India is expected to produce the most new multinational companies, overtaking China as the emerging world’s largest source of new multinationals. Over 2200 Indian companies are projected to open operations outside the country over the next fifteen years. The South American countries in the sample (Argentina, Brazil, Chile and Mexico) are expected to be a relatively smaller source of new multinational companies while the export-orientated South East Asian countries (Malaysia and Singapore), along with oil-rich Russia and the newly industrialised South Korea, are expected to continue to produce large amounts of new multinationals. The research also provides an insight into the evolution of new multinationals from emerging economies.
"It is encouraging to know that India will replace China as the largest source of new multinationals in the emerging world from 2018 onwards. The key drivers for this are the relative increase in both investment intensity and openness that the Indian economy offers," said Jairaj Purandare, India Leader for Markets and Industries, PricewaterhouseCoopers.
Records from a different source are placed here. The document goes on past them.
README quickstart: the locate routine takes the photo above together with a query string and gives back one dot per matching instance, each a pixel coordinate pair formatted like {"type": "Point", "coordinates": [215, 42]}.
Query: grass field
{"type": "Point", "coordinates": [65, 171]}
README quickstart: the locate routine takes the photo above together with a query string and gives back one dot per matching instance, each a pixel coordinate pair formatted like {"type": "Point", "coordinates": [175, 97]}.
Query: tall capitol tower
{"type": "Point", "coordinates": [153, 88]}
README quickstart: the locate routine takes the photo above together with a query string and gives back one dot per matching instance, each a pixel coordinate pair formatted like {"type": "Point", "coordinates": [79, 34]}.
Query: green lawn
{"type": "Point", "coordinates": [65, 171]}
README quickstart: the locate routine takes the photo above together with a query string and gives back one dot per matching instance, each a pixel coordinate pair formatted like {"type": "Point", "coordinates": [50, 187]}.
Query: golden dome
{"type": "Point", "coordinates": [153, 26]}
According to this report, some of these new multinationals will become international powerhouses and will require services all over the world, for example, in order to support their IT and telecoms networks.
PwC used econometric techniques to project the number of new multinationals that will arise from a representative sample of 15 emerging economies over the next 15 years. The countries analysed were: Argentina, Brazil, Chile, China, Hungary, India, Malaysia, Mexico, Poland, Romania, Russia, Singapore, South Korea, Ukraine and Vietnam.
More new multinationals are moving straight into developed economies as opposed to setting up their first foreign operation in a neighbouring emerging economy. These new multinationals are increasingly likely to be in business services or higher value-add manufacturing sectors as opposed to the more basic natural resource extraction sectors," said Yael Selfin, head of Macro Consulting, PwC.